The Esprit™ BTK Everolimus Eluting Resorbable Scaffold System is indicated for improving luminal diameter in infrapopliteal lesions in patients with chronic limb-threatening ischemia (CLTI) and total scaffolding length up to 170 mm with a reference vessel diameter of ≥ 2.5 mm and ≤ 4.00 mm.
 

Contraindications

The Esprit™ BTK Everolimus Eluting Resorbable Scaffold System is contraindicated for use in:

  • Patients who cannot tolerate, including allergy or hypersensitivity to, procedural anticoagulation or the post-procedural antiplatelet regimen.
  • Patients with hypersensitivity or contraindication to everolimus or structurally related compounds or known hypersensitivity to scaffold components poly(L-lactide), poly(D, L-lactide), and platinum.
     

Warnings

  • This device is intended for single use only. Do not reuse, reprocess, or re-sterilize. Note the product "Use-by" date on the package. Reuse, reprocessing, or re-sterilization may compromise the structural integrity of the device and / or delivery system and / or lead to device failure, which may result in patient injury, illness, or death. Reuse, reprocessing, or re-sterilization may also create a risk of contamination of the device and / or cause patient infection or cross-infection, including, but not limited to, the transmission of infectious disease(s) from one patient to another. Contamination of the device and / or delivery system may lead to injury, illness, or death of the patient.
  • The Esprit™ BTK System is intended to perform as a system. The scaffold should not be removed for use with other dilatation catheters.
  • The Esprit™ BTK System should not be used in conjunction with other non-everolimus drug eluting devices in the same vessel as the Esprit™ BTK Scaffold.
  • It is not recommended to use this scaffold to treat lesions located at any joint or other hinge points, such as the knee or ankle. The recommended region for below-the-knee (BTK) treatment with the Esprit™ BTK Scaffold is the infrapopliteal arteries at a location ≥ 10 cm above the proximal margin of the ankle mortise. The Esprit™ BTK Scaffold has not been tested for use outside the recommended implant locations.
  • This product should not be used in patients with aneurysms immediately adjacent to the scaffold implantation site.
  • Insertion of the Esprit™ BTK System and implantation of the scaffold should be performed only under fluoroscopic observation with radiographic equipment providing high resolution images.
  • Quantitative imaging is strongly recommended to accurately measure and confirm appropriate vessel sizing (reference vessel diameter ≥ 2.5 mm).

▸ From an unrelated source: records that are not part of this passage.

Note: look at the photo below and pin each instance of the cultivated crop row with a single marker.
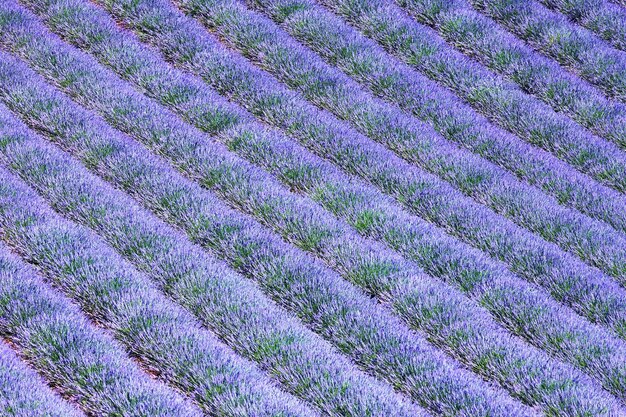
(482, 39)
(362, 206)
(573, 47)
(343, 47)
(358, 326)
(241, 192)
(605, 19)
(339, 44)
(68, 190)
(355, 153)
(80, 361)
(247, 190)
(243, 30)
(22, 392)
(324, 85)
(230, 305)
(166, 339)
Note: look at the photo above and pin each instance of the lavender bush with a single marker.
(144, 191)
(369, 213)
(231, 306)
(473, 180)
(414, 271)
(571, 46)
(77, 358)
(167, 340)
(485, 41)
(24, 394)
(607, 20)
(374, 338)
(256, 38)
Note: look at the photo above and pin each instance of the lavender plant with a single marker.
(67, 190)
(572, 47)
(234, 308)
(24, 394)
(346, 148)
(147, 191)
(358, 203)
(607, 20)
(356, 325)
(79, 360)
(361, 59)
(484, 41)
(166, 339)
(324, 86)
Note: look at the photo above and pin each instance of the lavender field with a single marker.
(351, 208)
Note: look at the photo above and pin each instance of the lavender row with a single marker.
(338, 44)
(168, 341)
(22, 392)
(311, 229)
(607, 20)
(585, 297)
(181, 41)
(571, 46)
(327, 87)
(253, 34)
(300, 171)
(332, 307)
(361, 59)
(80, 361)
(484, 338)
(483, 40)
(358, 203)
(233, 307)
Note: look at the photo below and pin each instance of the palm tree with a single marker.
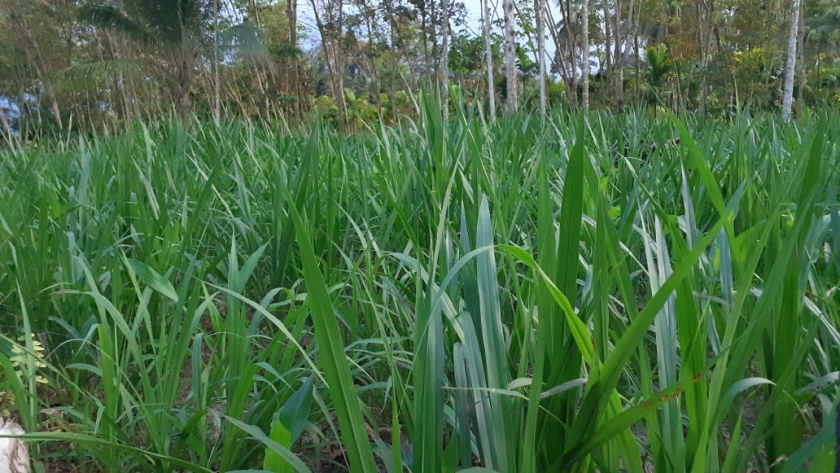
(170, 29)
(659, 68)
(790, 67)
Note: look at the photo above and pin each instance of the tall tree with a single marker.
(790, 67)
(585, 51)
(487, 20)
(171, 27)
(510, 56)
(444, 59)
(618, 59)
(538, 9)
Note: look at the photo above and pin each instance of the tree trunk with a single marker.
(488, 46)
(607, 36)
(618, 60)
(510, 56)
(444, 60)
(7, 129)
(217, 103)
(790, 67)
(803, 78)
(585, 51)
(538, 10)
(291, 13)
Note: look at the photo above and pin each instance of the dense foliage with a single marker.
(81, 64)
(615, 292)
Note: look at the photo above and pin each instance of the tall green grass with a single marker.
(523, 295)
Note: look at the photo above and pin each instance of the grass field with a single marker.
(520, 296)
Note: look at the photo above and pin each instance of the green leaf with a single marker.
(273, 461)
(295, 413)
(154, 280)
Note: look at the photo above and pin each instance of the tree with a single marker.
(444, 59)
(538, 9)
(171, 28)
(790, 67)
(510, 56)
(585, 51)
(488, 51)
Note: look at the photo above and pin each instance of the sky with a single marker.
(473, 20)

If quantitative imaging determines a vessel size < 2.5 mm, do not implant the Esprit™ BTK scaffold.
  • Adequate lesion preparation prior to scaffold implantation is required to ensure safe delivery of the scaffold across the target lesion. It is not recommended to treat patients having a lesion that prevents complete inflation of an angioplasty balloon.
  • Successful pre-dilatation with residual diameter stenosis of < 30% by visual estimation is required for treatment of the target lesion; < 20% by visual estimation is preferred.
  • Ensure the scaffold is not post-dilated beyond the allowable expansion limits.
  • Use of appropriate anticoagulant and / or antiplatelet therapy per standard of care is recommended for use of this scaffold system.
  • This product should not be used in patients who are not likely to comply with the recommended antiplatelet therapy.
  • Judicious selection of patients is necessary, since the use of this device carries the associated risk of scaffold thrombosis, vascular complications, and / or bleeding events.
     

Precautions

  • Scaffold placement should not be performed in patients with known allergies to contrast agent that cannot be medically managed.
  • It is not recommended to treat patients having a lesion with excessive tortuosity proximal to or within the lesion.
  • When multiple scaffolds are required, only combinations of Esprit™ BTK Scaffolds must be used. Any potential interaction with other drug-eluting or coated devices has not been evaluated.
  • The delivery system is intended for deployment of the scaffold only and should not be used to dilate other locations.
  • Implantation of the scaffold should be performed only by physicians who have received appropriate training.
  • As with all catheter-based procedures, scaffold placement should be performed at facilities where patient can be prepared for necessary intervention and / or surgical removal of the device and vessel repair as per facility protocol.
  • Pre-dilatation should be performed with an angioplasty balloon. Cutting or scoring balloons can be used per physician discretion, if the lesion appears to be mildly calcified.
  • Failure to pre-dilate the vessel may impair nominal / optimal scaffold delivery.
  • Implanting a scaffold may lead to dissection of the vessel distal and / or proximal to the scaffold, requiring additional intervention.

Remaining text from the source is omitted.